Tuesday, March 28, 2006

Ad awards: Rocks vs Rubbish

This week’s look at what ads rock and what should be sent to the recycle bin
by Nick van der Leek

Advertising generally works when it is entertaining or useful instead of irritating, and when ads have an amusing or interesting twist, then we’ll sometimes welcome the intrusion into our attention space instead of rejecting it.

Rock

The blue hues and the fact that all the participants in this ad are Asian (actually Korean) is what immediately catches the eye. The focus is on a man, walking out of his job, despite the protestations of his colleagues. He walks out of his job and emerges on the roof. He stands on the edge of a tall building. The camera does a brilliant maneuver over the man and precipice below him, giving a moving sense of the vertigo the man is must be feeling. I won’t give away what happens next, except to say the man does jump off the building. Johnny Walker does it again.

Huh?

A bunch of people are in the bush, trying to photograph tigers. Some of the swooping shots are quite cool. They’re riding what appear to be African elephants in India. Then, a guy with a digital camera and a zoom lens is unable to make the shot of a tiger leaping into the air, but someone behind him, or beside him, with a very old camera, captures the leaping cat perfectly. Cut to ice cubes and a brandy like liquid. It’s a nice feel good ad but I don’t remember what the brand was that they were advertising. Do you? Alcohol has to tread a very fine line now that tobacco advertising has been banned. This ad comes dangerously close to being an imagey Peter Stuyvesant type ad, like we used to see at the movies. Johnny Walker pulls it off with style and intelligence, this one doesn’t.

Rubbish

An attractive African lady is walking down the street. She starts singing and handing out already open bottles of coca cola to people she supposedly doesn’t know as they pass her on the sidewalk. She dishes out bottle after open bottle from a canvas bag. But isn’t something wrong with these pictures? Anyone care to venture a guess? Who walks around with canvas bags full of coke bottles? That canvas bag must have been damn heavy, and whatever was inside it must have gotten soiled and sticky. And did I mention, she hands out already open bottles? Then, she finally stops walking and two or three people – apparently everyone – behind her suddenly produce bottles of coke, and chug them down as they fade out of focus. Oh really? Does everyone in the world drink coke? Do people give it out like that too? And do they drink the stuff out of small glass bottles? I didn’t know coke still made those bottles. I thought what you get now is a sort of plasticky 500ml bottle with a red label wrapped around it.

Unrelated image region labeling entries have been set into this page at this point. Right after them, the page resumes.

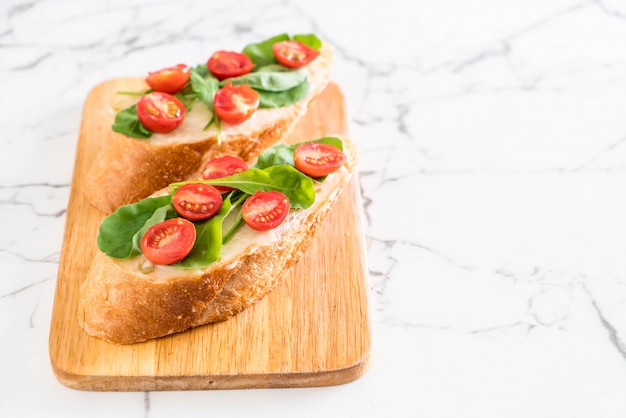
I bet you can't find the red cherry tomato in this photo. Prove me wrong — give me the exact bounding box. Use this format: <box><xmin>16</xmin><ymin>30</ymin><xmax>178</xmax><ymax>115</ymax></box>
<box><xmin>137</xmin><ymin>91</ymin><xmax>185</xmax><ymax>134</ymax></box>
<box><xmin>172</xmin><ymin>183</ymin><xmax>222</xmax><ymax>221</ymax></box>
<box><xmin>213</xmin><ymin>83</ymin><xmax>260</xmax><ymax>125</ymax></box>
<box><xmin>207</xmin><ymin>51</ymin><xmax>254</xmax><ymax>80</ymax></box>
<box><xmin>146</xmin><ymin>64</ymin><xmax>190</xmax><ymax>94</ymax></box>
<box><xmin>202</xmin><ymin>155</ymin><xmax>248</xmax><ymax>193</ymax></box>
<box><xmin>272</xmin><ymin>41</ymin><xmax>320</xmax><ymax>68</ymax></box>
<box><xmin>140</xmin><ymin>218</ymin><xmax>196</xmax><ymax>264</ymax></box>
<box><xmin>293</xmin><ymin>142</ymin><xmax>346</xmax><ymax>177</ymax></box>
<box><xmin>241</xmin><ymin>192</ymin><xmax>289</xmax><ymax>231</ymax></box>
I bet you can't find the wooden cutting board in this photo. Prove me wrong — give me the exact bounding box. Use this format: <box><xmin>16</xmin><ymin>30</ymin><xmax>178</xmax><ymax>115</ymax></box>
<box><xmin>49</xmin><ymin>79</ymin><xmax>371</xmax><ymax>391</ymax></box>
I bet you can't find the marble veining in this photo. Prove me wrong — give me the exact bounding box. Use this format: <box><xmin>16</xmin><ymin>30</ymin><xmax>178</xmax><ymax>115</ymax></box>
<box><xmin>0</xmin><ymin>0</ymin><xmax>626</xmax><ymax>418</ymax></box>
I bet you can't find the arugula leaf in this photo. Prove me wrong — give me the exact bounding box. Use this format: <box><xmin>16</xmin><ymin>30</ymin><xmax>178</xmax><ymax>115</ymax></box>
<box><xmin>293</xmin><ymin>33</ymin><xmax>322</xmax><ymax>49</ymax></box>
<box><xmin>257</xmin><ymin>80</ymin><xmax>311</xmax><ymax>109</ymax></box>
<box><xmin>128</xmin><ymin>204</ymin><xmax>176</xmax><ymax>257</ymax></box>
<box><xmin>189</xmin><ymin>64</ymin><xmax>220</xmax><ymax>108</ymax></box>
<box><xmin>243</xmin><ymin>33</ymin><xmax>322</xmax><ymax>67</ymax></box>
<box><xmin>98</xmin><ymin>195</ymin><xmax>172</xmax><ymax>258</ymax></box>
<box><xmin>220</xmin><ymin>71</ymin><xmax>306</xmax><ymax>92</ymax></box>
<box><xmin>242</xmin><ymin>33</ymin><xmax>289</xmax><ymax>67</ymax></box>
<box><xmin>176</xmin><ymin>199</ymin><xmax>231</xmax><ymax>269</ymax></box>
<box><xmin>172</xmin><ymin>165</ymin><xmax>315</xmax><ymax>209</ymax></box>
<box><xmin>111</xmin><ymin>105</ymin><xmax>152</xmax><ymax>139</ymax></box>
<box><xmin>253</xmin><ymin>136</ymin><xmax>343</xmax><ymax>169</ymax></box>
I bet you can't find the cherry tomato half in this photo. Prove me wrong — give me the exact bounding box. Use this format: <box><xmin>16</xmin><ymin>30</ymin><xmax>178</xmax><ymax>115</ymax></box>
<box><xmin>137</xmin><ymin>91</ymin><xmax>185</xmax><ymax>134</ymax></box>
<box><xmin>202</xmin><ymin>155</ymin><xmax>248</xmax><ymax>193</ymax></box>
<box><xmin>241</xmin><ymin>192</ymin><xmax>289</xmax><ymax>231</ymax></box>
<box><xmin>272</xmin><ymin>41</ymin><xmax>320</xmax><ymax>68</ymax></box>
<box><xmin>146</xmin><ymin>64</ymin><xmax>190</xmax><ymax>94</ymax></box>
<box><xmin>207</xmin><ymin>51</ymin><xmax>254</xmax><ymax>80</ymax></box>
<box><xmin>213</xmin><ymin>83</ymin><xmax>260</xmax><ymax>125</ymax></box>
<box><xmin>172</xmin><ymin>183</ymin><xmax>222</xmax><ymax>221</ymax></box>
<box><xmin>140</xmin><ymin>218</ymin><xmax>196</xmax><ymax>264</ymax></box>
<box><xmin>293</xmin><ymin>142</ymin><xmax>346</xmax><ymax>177</ymax></box>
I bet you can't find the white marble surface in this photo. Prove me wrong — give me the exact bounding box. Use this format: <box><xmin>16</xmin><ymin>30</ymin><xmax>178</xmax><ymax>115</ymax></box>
<box><xmin>0</xmin><ymin>0</ymin><xmax>626</xmax><ymax>418</ymax></box>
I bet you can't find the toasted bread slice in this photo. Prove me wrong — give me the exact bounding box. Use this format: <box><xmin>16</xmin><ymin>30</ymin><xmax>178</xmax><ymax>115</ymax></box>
<box><xmin>84</xmin><ymin>42</ymin><xmax>333</xmax><ymax>214</ymax></box>
<box><xmin>77</xmin><ymin>137</ymin><xmax>357</xmax><ymax>344</ymax></box>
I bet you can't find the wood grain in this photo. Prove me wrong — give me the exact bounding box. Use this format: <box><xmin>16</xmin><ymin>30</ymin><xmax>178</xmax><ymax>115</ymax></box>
<box><xmin>49</xmin><ymin>79</ymin><xmax>371</xmax><ymax>391</ymax></box>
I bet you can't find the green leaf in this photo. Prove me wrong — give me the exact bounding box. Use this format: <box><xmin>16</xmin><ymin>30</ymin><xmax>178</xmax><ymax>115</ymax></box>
<box><xmin>220</xmin><ymin>71</ymin><xmax>306</xmax><ymax>92</ymax></box>
<box><xmin>129</xmin><ymin>204</ymin><xmax>176</xmax><ymax>257</ymax></box>
<box><xmin>172</xmin><ymin>165</ymin><xmax>315</xmax><ymax>208</ymax></box>
<box><xmin>254</xmin><ymin>136</ymin><xmax>343</xmax><ymax>169</ymax></box>
<box><xmin>175</xmin><ymin>199</ymin><xmax>231</xmax><ymax>269</ymax></box>
<box><xmin>189</xmin><ymin>65</ymin><xmax>220</xmax><ymax>111</ymax></box>
<box><xmin>243</xmin><ymin>33</ymin><xmax>322</xmax><ymax>67</ymax></box>
<box><xmin>112</xmin><ymin>105</ymin><xmax>152</xmax><ymax>139</ymax></box>
<box><xmin>243</xmin><ymin>33</ymin><xmax>289</xmax><ymax>67</ymax></box>
<box><xmin>257</xmin><ymin>80</ymin><xmax>311</xmax><ymax>109</ymax></box>
<box><xmin>293</xmin><ymin>33</ymin><xmax>322</xmax><ymax>49</ymax></box>
<box><xmin>98</xmin><ymin>195</ymin><xmax>172</xmax><ymax>258</ymax></box>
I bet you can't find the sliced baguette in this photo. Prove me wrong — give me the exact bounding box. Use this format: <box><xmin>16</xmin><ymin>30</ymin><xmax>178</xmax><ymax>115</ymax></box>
<box><xmin>77</xmin><ymin>137</ymin><xmax>357</xmax><ymax>344</ymax></box>
<box><xmin>84</xmin><ymin>43</ymin><xmax>333</xmax><ymax>214</ymax></box>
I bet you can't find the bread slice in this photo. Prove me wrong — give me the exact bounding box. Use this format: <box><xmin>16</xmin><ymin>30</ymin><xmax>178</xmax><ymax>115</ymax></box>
<box><xmin>77</xmin><ymin>136</ymin><xmax>357</xmax><ymax>344</ymax></box>
<box><xmin>84</xmin><ymin>42</ymin><xmax>333</xmax><ymax>214</ymax></box>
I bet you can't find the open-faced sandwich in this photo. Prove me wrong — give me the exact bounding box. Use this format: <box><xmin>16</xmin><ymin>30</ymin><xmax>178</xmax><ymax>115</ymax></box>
<box><xmin>84</xmin><ymin>34</ymin><xmax>333</xmax><ymax>214</ymax></box>
<box><xmin>77</xmin><ymin>136</ymin><xmax>357</xmax><ymax>344</ymax></box>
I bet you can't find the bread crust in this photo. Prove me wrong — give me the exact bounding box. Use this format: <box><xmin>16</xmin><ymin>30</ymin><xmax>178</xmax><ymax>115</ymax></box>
<box><xmin>77</xmin><ymin>137</ymin><xmax>357</xmax><ymax>344</ymax></box>
<box><xmin>83</xmin><ymin>43</ymin><xmax>333</xmax><ymax>214</ymax></box>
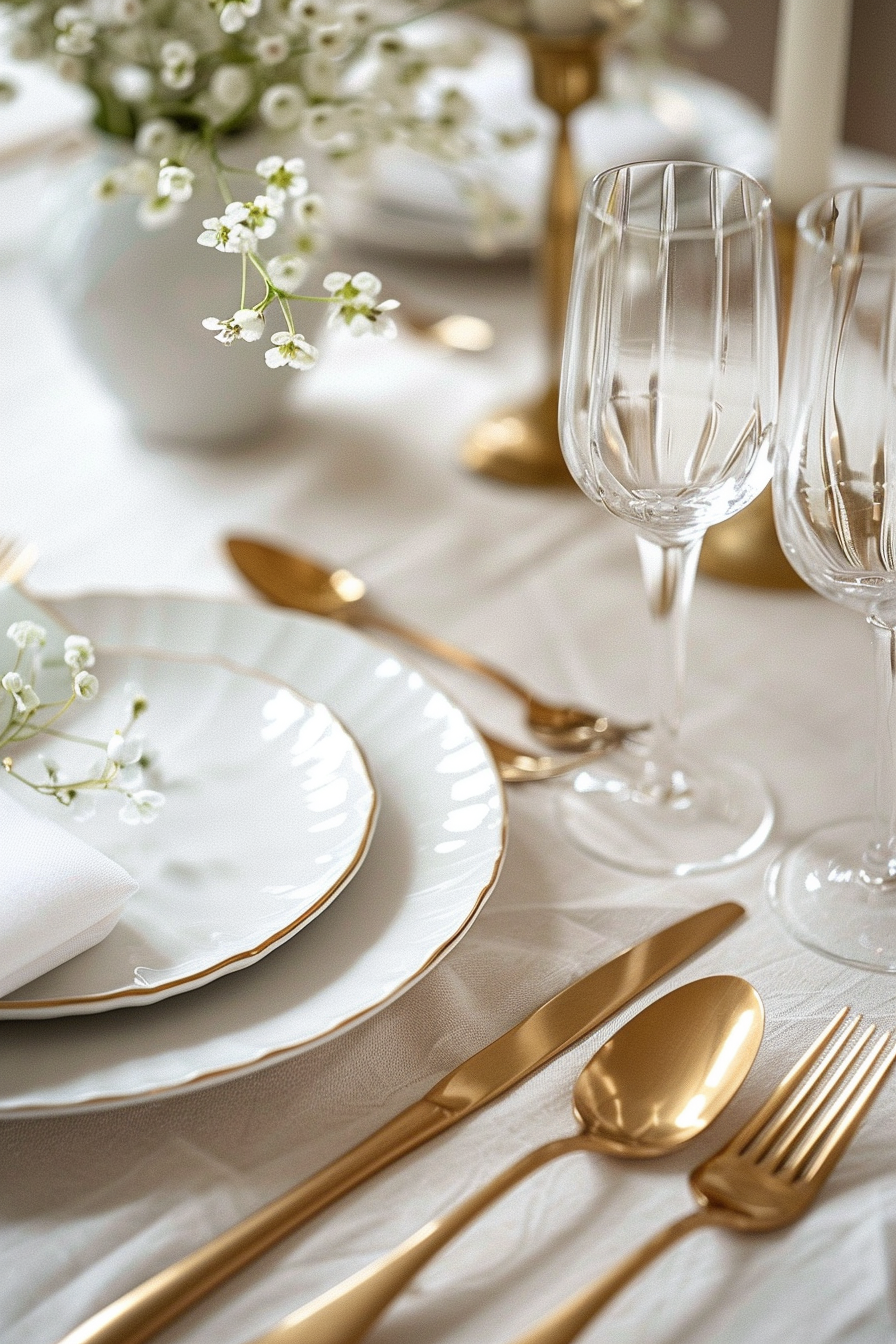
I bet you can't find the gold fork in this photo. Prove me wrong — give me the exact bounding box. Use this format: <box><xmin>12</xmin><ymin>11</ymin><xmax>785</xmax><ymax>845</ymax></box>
<box><xmin>505</xmin><ymin>1008</ymin><xmax>896</xmax><ymax>1344</ymax></box>
<box><xmin>0</xmin><ymin>536</ymin><xmax>38</xmax><ymax>585</ymax></box>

And what’s the deal with giving out cokes for free? Are they that cheap now? Since its coca cola, and with so much money their advertising ought to be excellent, are we going to see a bunch of copycat ads where someone is handing out bar one’s (fill in any other product) next? Are advertising agencies running out of ideas, or will they be showing similar brilliance: someone walking down the street and handing out cameras/computers/koala bears? Unless this is an extremely simple form of hypnosis, I’m not sure if I’m going buy the product. Perhaps it only works on zombies and TV addicts.

Especially when we’re watching television, and often while paging through a magazine, advertising feels like clutter. It feels like it’s in the way. Advertising is what happens when we’re really trying to get to some other kind of information. It’s especially bothersome when it’s dense – like weeds over a path when you’re trying to get somewhere. When the weeds are thick, we don’t even notice them because we’re too busy hacking our way through. Here, thick is a metaphor for dumb. Dumb ads, unless they’re funny, make us feel impatient; make us feel someone is wasting our time. In a world where speed is one of our highest priorities, being slow and dumb is marketing’s mortal sin.

Coke makes a useful case in point. They may be living in a dreamworld, but the rest of us aren’t. Johnny Walker wins this week for using the truth to set us free, and being clever in their execution of it.